Sólo dos nos habíamos puesto la camisa azul. Yo, muchas veces. Fraga, las menos posibles, y siempre a fortiori de su impresionante carrera administrativa y política. En gastronomía y en enología rivalizaban, sin aceptar magisterios ajenos, Fraga, Herrero y Peces-Barba. Los culés Roca y Solé agonizaban en la discusión futbolística con dos merengues impenitentes: Gregorio Peces-Barba y yo.
Con leves modulaciones regionales o profesionales, cinco de los siete proveníamos de familias de clase media, más o menos holgada, más o menos apretada.
Sólo dos -que yo sepa- habíamos estado en Estoril con don Juan de Borbón. Sólo dos -que yo sepa- habíamos hablado con el general Franco. Sólo dos -que yo sepa- habíamos hablado con Reagan antes de que fuera presidente de EE UU.
La vehemente erudición de Fraga; el conservadurismo ilustrado y mordaz de Miguel Herrero; la templada displicencia gaditana y liberal -o sea, gaditanade Pérez-Llorca; el maritainismo -a veces un punto cándido, a veces un punto airado- de Peces-Barba; la catalanidad sutil, negociadora e implacable de Roca; la increíble tenacidad marxista de Solé; mi populismo antioligárquico, reformista, puritano y tradicional a un tiempo.
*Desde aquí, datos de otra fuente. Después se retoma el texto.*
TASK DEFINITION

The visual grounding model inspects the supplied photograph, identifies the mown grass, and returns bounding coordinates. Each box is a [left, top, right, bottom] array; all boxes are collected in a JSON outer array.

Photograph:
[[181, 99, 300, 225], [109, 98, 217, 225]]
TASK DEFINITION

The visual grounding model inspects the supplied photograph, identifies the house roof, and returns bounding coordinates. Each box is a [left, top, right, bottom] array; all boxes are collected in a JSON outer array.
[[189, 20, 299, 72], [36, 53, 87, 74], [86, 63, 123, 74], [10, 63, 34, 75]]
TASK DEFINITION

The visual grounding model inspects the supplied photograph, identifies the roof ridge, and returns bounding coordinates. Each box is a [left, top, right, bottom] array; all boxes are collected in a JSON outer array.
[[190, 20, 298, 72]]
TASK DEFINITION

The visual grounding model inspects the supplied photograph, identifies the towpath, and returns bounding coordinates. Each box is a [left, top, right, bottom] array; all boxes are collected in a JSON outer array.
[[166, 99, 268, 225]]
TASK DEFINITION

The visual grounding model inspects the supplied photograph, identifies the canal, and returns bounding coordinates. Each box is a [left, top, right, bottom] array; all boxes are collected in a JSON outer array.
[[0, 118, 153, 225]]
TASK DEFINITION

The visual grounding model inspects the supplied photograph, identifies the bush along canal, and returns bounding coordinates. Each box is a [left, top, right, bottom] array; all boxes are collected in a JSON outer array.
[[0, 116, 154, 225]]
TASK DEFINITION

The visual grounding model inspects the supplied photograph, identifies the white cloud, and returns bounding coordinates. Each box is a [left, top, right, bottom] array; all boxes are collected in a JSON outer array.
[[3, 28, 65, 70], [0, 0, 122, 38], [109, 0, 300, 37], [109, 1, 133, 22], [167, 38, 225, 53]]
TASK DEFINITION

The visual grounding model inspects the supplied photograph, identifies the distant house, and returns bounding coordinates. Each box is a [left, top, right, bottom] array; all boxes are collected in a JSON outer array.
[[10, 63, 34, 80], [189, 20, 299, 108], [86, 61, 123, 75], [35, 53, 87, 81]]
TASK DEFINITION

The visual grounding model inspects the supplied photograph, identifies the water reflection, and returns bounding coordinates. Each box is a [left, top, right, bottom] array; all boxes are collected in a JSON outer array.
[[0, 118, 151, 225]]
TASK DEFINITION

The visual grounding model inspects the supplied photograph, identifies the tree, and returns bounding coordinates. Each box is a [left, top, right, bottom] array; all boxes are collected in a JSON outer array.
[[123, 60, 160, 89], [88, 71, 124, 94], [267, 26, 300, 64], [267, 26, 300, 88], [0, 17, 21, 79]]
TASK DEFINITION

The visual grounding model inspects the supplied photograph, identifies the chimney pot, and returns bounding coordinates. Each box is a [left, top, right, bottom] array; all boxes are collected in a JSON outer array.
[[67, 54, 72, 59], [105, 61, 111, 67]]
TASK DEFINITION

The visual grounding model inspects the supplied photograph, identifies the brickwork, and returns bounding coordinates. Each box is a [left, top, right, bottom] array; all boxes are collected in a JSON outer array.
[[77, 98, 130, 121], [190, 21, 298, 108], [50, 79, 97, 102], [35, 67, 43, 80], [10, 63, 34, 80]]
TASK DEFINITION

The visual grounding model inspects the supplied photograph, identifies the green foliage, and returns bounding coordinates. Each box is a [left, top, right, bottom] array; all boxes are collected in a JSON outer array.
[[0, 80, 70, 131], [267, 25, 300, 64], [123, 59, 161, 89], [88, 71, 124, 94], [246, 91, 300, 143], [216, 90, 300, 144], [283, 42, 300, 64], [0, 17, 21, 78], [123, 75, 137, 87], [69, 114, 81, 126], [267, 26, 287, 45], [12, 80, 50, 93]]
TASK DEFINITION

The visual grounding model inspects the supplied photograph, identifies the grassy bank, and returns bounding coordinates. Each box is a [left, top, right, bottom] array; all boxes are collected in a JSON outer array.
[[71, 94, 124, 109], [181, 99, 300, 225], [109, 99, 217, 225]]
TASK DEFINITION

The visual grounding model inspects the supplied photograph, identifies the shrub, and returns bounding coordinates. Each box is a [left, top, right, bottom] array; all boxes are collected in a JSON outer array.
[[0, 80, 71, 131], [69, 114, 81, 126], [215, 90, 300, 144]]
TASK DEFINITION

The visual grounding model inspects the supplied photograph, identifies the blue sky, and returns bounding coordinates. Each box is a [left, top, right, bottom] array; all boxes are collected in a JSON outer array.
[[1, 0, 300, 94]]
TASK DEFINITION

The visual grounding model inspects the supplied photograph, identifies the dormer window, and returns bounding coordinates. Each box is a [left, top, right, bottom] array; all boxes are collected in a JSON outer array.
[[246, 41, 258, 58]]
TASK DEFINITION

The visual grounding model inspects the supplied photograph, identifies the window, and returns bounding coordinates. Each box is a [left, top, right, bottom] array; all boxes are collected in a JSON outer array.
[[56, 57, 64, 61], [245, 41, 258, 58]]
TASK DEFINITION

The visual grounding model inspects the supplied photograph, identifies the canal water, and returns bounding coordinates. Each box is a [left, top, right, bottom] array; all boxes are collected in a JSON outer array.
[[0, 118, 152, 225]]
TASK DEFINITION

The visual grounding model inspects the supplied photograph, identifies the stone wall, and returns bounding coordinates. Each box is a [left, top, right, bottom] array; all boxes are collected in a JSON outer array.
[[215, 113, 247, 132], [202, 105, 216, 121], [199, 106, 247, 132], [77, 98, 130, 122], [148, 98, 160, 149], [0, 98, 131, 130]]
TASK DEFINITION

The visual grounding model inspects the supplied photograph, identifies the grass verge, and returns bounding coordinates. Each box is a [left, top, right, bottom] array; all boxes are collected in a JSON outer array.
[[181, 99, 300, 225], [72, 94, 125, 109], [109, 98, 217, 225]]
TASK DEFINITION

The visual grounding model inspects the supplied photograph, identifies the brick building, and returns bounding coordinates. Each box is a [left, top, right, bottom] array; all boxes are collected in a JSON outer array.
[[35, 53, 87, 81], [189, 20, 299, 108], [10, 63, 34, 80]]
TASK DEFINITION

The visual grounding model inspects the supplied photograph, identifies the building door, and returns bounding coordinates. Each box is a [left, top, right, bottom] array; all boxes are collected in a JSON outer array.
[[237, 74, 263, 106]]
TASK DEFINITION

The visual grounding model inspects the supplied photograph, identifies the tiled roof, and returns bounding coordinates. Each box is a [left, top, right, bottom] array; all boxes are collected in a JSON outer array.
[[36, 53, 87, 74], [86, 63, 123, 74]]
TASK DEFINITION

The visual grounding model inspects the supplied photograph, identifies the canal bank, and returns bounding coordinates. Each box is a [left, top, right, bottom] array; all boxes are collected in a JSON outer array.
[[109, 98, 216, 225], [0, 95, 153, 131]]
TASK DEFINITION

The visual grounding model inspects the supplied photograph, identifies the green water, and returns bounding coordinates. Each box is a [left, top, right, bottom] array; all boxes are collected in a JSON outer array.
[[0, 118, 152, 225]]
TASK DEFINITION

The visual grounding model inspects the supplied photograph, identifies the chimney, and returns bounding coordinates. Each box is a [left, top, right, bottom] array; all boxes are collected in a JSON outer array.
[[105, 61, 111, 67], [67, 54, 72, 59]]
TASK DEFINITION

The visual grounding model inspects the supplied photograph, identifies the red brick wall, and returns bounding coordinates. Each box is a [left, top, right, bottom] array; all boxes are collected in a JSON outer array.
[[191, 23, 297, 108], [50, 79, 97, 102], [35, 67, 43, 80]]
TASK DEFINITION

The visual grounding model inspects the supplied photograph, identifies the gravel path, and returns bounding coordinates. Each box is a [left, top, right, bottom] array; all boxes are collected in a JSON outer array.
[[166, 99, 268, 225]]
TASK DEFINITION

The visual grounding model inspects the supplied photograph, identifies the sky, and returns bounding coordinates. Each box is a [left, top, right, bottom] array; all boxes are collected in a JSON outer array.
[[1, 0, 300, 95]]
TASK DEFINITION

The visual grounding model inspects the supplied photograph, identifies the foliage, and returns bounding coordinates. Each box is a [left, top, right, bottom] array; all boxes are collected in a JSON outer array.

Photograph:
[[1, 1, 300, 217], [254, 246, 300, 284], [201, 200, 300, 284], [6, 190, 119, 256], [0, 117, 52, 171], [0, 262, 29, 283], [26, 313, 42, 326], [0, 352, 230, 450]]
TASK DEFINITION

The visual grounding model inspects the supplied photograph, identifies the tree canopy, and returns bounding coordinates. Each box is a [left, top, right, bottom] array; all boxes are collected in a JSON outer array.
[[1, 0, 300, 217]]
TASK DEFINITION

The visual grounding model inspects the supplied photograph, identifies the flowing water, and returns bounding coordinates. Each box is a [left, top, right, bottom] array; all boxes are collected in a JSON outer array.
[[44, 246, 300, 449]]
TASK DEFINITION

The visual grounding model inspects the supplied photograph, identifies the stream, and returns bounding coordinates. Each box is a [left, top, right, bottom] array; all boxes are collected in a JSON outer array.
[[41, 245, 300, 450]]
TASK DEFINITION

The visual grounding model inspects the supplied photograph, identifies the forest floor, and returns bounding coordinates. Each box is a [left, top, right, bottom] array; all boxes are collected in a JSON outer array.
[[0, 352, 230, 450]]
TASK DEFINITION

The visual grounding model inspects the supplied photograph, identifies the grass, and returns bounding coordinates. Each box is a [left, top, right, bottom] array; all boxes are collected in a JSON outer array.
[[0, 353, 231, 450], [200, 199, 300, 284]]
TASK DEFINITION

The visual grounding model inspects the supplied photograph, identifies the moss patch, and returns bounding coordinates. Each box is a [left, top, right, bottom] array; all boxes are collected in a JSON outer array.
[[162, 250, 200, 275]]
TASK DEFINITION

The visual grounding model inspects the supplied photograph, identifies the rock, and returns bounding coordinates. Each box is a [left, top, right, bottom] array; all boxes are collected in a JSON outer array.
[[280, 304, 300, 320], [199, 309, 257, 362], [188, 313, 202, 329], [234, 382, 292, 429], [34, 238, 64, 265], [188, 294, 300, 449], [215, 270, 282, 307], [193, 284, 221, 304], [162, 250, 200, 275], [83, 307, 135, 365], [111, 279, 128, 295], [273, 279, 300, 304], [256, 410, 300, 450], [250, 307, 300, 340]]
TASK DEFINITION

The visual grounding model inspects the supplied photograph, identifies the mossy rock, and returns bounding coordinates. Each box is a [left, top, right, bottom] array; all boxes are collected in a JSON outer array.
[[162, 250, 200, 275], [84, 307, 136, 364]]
Todo eso hizo la Constitución española de 1978. Todo eso, más la pasión española de los siete.
Constitución de la concordia
Pudimos hacer la Constitución de la concordia porque previamente estábamos ya concordes. Pudimos hacer la Constitución de la reconciliación porque previamente nos habíamos ya re
conciliado. Al lado de este reconocimiento pierde relevancia la denuncia de las tosquedades técnicas de la Constitución, de su impresentable sintaxis, consecuencia de los alambicados consensos itinerantes que jalonaron su redacción y que Cela pudo haber resuelto si la izquierda lo hubiera permitido.
Cuádruple acuerdo
La Constitución española es el fruto de un cuádruple acuerdo interno que intenta resolver, en la tolerancia, tres antinomias históricas (revolución-conservación, república-monarquía, centro-periferia) y una antinomia inmediata: Antifranquismo -no antifranquismo-. Esa es nuestra Constitución. Que nadie la rompa, que nadie la manche, que nadie la toque.
Porque -como el lector habrá advertido- la Constitución española es la cristalización del sueño adolescente de un grupo de españoles que, cada uno a su manera, y de maneras bien distintas, habíamos intuido, buceando en nuestro corazón y en nuestra historia, la España posible, la España necesaria que ahora acariciamos con los dedos.
Disculpe el lector la extensión y alguna posible imprecisión, porque "el cambio", a quien esto escribe, le ha representado, entre otras cosas, el andar escribiendo de memoria sumergido entre libros y papeles recién mudados y aún sin clasificar. No creo, pese a todo, que se hayan deslizado inexactitudes. Una cosa es exacta y cierta: nada podrán contra nuestra Constitución los violentos, los ladrones o los impotentes, que son los tres especímenes de españoles a quienes puede incomodar la libertad.